Companies in North America sharply cut orders for the high-tech machines in the second quarter, according to data compiled by the Association for Advancing Automation, an industry group.

The slowdown in orders began at the end of last year, as rising interest rates and sagging economic growth curbed appetites for new robots, the group, also known as A3, said.

“We wouldn’t even consider buying a robot right now,” said Nancy Kleitsch, chief financial officer of ICON Injection Molding, a maker of plastic components in Phoenix.

Like many producers, ICON’s business shot up during the COVID-19 pandemic, including demand for its plastic tubes used in pandemic testing. But demand for the tubes and other parts of the company’s business have now slumped to levels not seen in at least seven years, Kleitsch said.

Many other companies appear to share ICON’s hesitation on robots. Factories and other industrial users, including e-commerce warehouses and medical testing companies, ordered 7,697 robots in the second quarter, a 37% decline from a year ago. That followed a 21% drop in the first quarter and 22% decline in the fourth quarter of last year.

Robot sales boomed through the pandemic, as producers scrambled to use the machines to churn out badly needed goods. Indeed, even with the slowdown that hit late last year, 2022 marked a record year for orders, according to A3.

But robots are just one type of equipment companies need, and other gauges of spending have held up somewhat better in the U.S. economy. Orders for non-defense capital goods excluding aircraft – closely watched by economists to track trends in business spending – rose 0.1% last month, according to the Commerce Department, suggesting that investments in a wide array of equipment could continue to grow after rebounding in the second quarter.

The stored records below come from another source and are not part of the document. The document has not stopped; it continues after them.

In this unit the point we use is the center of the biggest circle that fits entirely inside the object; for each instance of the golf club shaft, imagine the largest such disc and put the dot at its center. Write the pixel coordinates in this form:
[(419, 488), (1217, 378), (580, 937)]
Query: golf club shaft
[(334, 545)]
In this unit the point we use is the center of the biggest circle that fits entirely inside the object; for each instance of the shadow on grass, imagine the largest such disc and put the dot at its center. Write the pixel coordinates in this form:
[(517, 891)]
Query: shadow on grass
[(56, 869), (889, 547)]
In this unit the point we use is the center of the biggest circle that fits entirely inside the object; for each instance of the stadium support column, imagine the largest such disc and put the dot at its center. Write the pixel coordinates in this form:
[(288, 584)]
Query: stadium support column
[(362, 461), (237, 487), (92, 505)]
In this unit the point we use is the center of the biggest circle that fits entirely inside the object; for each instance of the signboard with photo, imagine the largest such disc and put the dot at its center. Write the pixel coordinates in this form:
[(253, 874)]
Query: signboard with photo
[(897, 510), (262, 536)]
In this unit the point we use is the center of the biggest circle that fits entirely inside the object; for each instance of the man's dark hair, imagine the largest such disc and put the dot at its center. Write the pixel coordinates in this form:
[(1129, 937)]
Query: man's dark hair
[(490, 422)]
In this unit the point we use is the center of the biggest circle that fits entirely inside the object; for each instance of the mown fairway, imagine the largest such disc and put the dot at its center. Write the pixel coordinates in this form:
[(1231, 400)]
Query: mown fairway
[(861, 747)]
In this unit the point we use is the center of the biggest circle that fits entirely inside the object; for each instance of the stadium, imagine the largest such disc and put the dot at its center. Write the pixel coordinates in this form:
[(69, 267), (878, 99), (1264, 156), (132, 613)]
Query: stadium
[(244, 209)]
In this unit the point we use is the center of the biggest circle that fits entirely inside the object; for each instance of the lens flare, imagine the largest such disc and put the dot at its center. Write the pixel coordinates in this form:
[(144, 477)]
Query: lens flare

“It’s not that we’ve soured on automating,” Jeff Burnstein, president of A3, said in an interview with Reuters. “But when people are worried about inflation and the economy, it puts a damper on everything – they hold off.”

Some industries appear to have over-invested in robots during the recent boom. E-commerce companies, for instance, rushed to build highly automated warehouses in anticipation of continued torrid growth in demand for goods. It hasn’t. Another problem, said Burnstein, were companies that ordered too many robots as they feared supply-chain delays.

“They were worried they wouldn’t get what they needed, so they overbought,” he said. Burnstein added that A3 expects the softness in robot orders to continue until the fourth quarter or early next year.